I took them up on the offer Friday. Once aloft, I sent the only appropriate message to a friend who was also in town for SxSW:
“I’m texting you from a private jet. How are you?”
Anthony, in turn, sent the only appropriate response:
“[Bleep] off :)”
Many people react this way to the idea of airborne communication. Relaxing the ban on using phones from planes is an emotional issue. When the Federal Communications Commission proposed last year to lift the ban on the use of cellphones in planes, for in-flight texting and calling, travelers erupted in protest, expecting airplanes to devolve into dens of cacophony.
(To everyone tempted to march to the FCC’s offices, pitchforks in hand: Have you already forgotten when you could make calls from planes for $5 a minute on a GTE Airfone? Did you think that airplanes were already winged versions of Amtrak’s Quiet Car?)
While various parties and agencies mull the FCC’s proposal to lift the ban, Gogo will already work because its texting-and-calling feature — now available on its Aircell service for private planes — doesn’t rely on conventional cell service and so doesn’t need a permission slip from the feds. Instead, it routes texts and calls over a souped-up version of its existing air-to-ground data service, using the Gogo wireless connection in plane cabins to communicate with phones, and using custom apps for texting and calling on the phones themselves.

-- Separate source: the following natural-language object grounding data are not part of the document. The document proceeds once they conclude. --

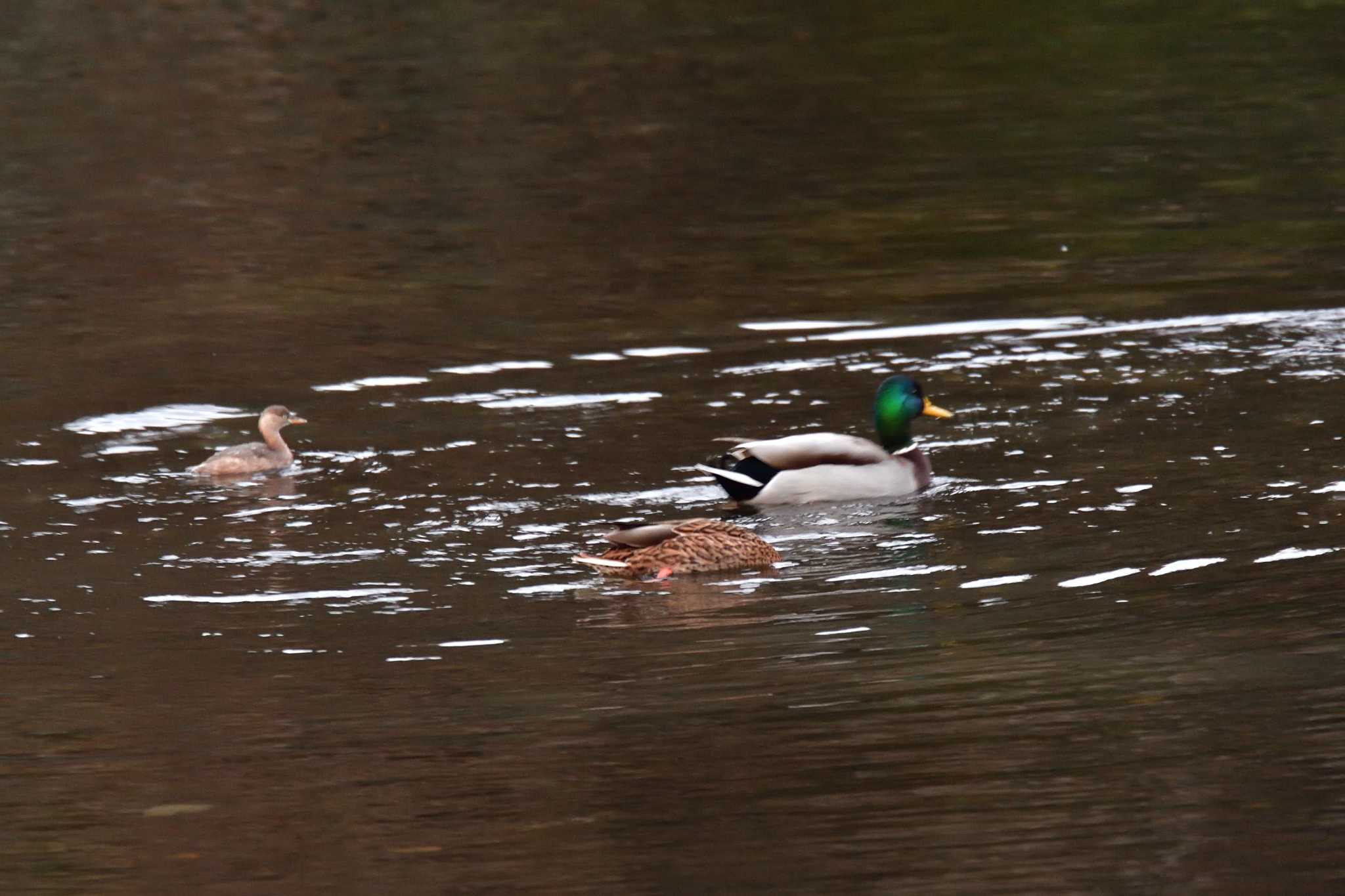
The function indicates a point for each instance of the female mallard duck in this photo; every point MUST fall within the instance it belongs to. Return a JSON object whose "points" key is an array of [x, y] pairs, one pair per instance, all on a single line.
{"points": [[256, 457], [829, 467], [680, 545]]}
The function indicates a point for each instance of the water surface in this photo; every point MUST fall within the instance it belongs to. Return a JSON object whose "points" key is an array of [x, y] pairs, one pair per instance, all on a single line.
{"points": [[518, 269]]}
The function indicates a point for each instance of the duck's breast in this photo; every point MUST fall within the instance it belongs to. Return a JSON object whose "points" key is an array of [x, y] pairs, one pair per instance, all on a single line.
{"points": [[893, 477]]}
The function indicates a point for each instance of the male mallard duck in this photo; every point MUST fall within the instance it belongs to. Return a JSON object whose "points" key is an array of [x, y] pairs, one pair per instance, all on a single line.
{"points": [[829, 467], [680, 545], [256, 457]]}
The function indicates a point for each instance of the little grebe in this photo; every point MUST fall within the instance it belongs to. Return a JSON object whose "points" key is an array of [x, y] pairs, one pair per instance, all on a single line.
{"points": [[256, 457]]}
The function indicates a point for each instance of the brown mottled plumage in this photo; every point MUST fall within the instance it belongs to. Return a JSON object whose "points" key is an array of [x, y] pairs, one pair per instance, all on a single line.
{"points": [[256, 457], [680, 545]]}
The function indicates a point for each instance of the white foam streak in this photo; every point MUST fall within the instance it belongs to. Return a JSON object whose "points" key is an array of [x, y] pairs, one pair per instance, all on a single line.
{"points": [[1181, 566], [155, 418], [954, 328], [571, 400], [802, 326], [996, 582], [1294, 554], [385, 594], [1210, 320], [1097, 580], [494, 367]]}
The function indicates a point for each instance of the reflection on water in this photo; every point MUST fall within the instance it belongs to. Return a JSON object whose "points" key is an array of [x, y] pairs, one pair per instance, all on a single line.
{"points": [[522, 269]]}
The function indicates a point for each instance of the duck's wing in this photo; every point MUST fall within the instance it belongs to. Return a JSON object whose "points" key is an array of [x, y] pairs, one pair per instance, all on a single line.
{"points": [[813, 449], [643, 535]]}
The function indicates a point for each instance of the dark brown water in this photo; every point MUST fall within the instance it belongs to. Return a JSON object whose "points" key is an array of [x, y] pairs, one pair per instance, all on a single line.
{"points": [[519, 267]]}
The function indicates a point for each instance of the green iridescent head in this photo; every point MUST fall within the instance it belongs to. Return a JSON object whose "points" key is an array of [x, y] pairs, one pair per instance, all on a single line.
{"points": [[900, 400]]}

That meant I couldn’t just pick up my phone, hop onto Gogo’s WiFi and start annoying pals once airborne. Instead, I had to install a beta version of Gogo’s texting app on my Android phone and then borrow a Gogo executive’s own phone to try voice calls.
Inside the Gogo text app, sending messages back and forth worked like in any other program, although the service can’t handle multimedia messaging. (Fearless prediction: Complaining that you can’t send a picture message from a chair in the sky will be the new complaining about how slow your Internet access is from a chair in the sky.)